L’anfora scosse la sua immaginazione: nell’assopimento, che l’afa e il vino favorivano, lo vinsero le “fantasie“ della storia di Nola, Marcello, Annibale, Augusto morente, Livia e Tiberio. E mentre saliva al Monastero di Sant’Angelo, Gregorovius vedeva ormai il mondo attraverso le memorie del mondo antico: in questa luce gli apparve , circondata dalle sue belle nipoti, una “matrona“ di circa 80 anni, “d’una bellezza classica“, alta e robusta, avvolta “in una veste lunga dalle abbondanti pieghe, in seta color cremisi con un largo orlo di broccato d’oro, la vita alta, alla maniera greca“. Una Madre mediterranea.

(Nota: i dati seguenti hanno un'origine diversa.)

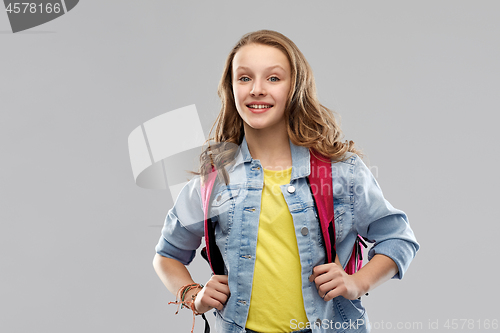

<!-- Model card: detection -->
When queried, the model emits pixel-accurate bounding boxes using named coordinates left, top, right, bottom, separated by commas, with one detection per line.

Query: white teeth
left=248, top=104, right=272, bottom=109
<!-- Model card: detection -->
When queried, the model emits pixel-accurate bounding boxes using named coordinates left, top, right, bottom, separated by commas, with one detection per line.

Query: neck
left=244, top=119, right=292, bottom=170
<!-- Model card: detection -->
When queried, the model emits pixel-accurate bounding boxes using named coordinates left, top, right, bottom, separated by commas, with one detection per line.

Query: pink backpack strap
left=308, top=150, right=336, bottom=262
left=200, top=166, right=217, bottom=271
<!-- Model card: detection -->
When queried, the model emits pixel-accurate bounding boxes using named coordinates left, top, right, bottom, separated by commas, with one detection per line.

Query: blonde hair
left=200, top=30, right=361, bottom=183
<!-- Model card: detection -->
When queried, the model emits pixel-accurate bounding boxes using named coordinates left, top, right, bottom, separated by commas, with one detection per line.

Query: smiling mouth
left=247, top=104, right=274, bottom=110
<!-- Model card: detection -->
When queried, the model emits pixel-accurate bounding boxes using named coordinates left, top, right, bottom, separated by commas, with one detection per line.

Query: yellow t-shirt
left=246, top=168, right=307, bottom=333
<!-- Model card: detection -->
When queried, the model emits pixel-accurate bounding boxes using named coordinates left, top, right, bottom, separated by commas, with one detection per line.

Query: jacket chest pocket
left=210, top=188, right=239, bottom=234
left=333, top=200, right=351, bottom=242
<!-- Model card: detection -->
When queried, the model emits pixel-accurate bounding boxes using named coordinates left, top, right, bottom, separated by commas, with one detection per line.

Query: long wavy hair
left=200, top=30, right=361, bottom=184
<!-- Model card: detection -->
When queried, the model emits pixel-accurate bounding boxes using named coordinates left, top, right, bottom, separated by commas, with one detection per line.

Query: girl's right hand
left=194, top=275, right=229, bottom=313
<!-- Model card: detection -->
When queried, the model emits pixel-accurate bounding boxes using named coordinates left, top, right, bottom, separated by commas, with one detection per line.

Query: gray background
left=0, top=0, right=500, bottom=333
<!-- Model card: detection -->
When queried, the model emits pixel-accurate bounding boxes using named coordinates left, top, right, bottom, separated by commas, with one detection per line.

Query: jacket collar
left=231, top=137, right=311, bottom=181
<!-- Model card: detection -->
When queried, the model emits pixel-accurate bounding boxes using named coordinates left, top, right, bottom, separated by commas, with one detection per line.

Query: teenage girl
left=153, top=30, right=419, bottom=333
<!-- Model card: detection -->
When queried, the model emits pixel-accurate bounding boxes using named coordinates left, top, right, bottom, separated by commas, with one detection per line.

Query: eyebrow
left=235, top=65, right=286, bottom=72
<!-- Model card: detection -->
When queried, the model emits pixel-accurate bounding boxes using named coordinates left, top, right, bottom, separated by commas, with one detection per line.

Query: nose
left=250, top=80, right=266, bottom=96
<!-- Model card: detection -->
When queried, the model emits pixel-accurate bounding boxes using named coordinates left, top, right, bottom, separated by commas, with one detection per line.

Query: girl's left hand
left=309, top=263, right=364, bottom=302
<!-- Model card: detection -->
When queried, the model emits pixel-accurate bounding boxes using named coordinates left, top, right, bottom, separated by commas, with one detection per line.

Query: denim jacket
left=156, top=139, right=419, bottom=333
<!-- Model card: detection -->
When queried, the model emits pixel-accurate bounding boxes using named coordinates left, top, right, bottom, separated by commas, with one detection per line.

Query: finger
left=317, top=281, right=337, bottom=298
left=323, top=285, right=346, bottom=302
left=309, top=264, right=331, bottom=282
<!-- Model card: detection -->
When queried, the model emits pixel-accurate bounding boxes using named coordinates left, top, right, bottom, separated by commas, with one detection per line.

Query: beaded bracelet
left=168, top=283, right=203, bottom=333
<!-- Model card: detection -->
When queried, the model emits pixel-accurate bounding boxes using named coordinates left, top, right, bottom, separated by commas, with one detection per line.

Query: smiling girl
left=154, top=30, right=419, bottom=333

Di assai diverso metallo fu lo stupore con cui, proprio in quei giorni, un “capourbano“ di Torre Annunziata descrisse le pantagrueliche porzioni di pasta al ragù e di arrosto di “negro”, il nero maiale casertano, che erano state consumate nella taverna di Vincenzo Sale, a spese del Comune di Torre, da 6 preti di Potenza, accusati di sedizione, e dai 3 soldati che li accompagnavano alle carceri di Napoli. Al centro del rozzo tavolo c’erano due sole zuppiere: una colma di pasta, l’altra di arrosto. E sediziosi e carcerieri mangiavano fraternamente nello stesso piatto.
Anche sotto i Borbone, le cantine e le taverne diventavano spesso teatro di libertà e di uguaglianza. Ma per la storia della civiltà del cibo, queste due zuppiere “comuni“ , da cui prendono pasta e carne i soldati e i preti due volte sediziosi (verso Cristo e verso il re), sono molto più importanti degli alimenti che esse contengono.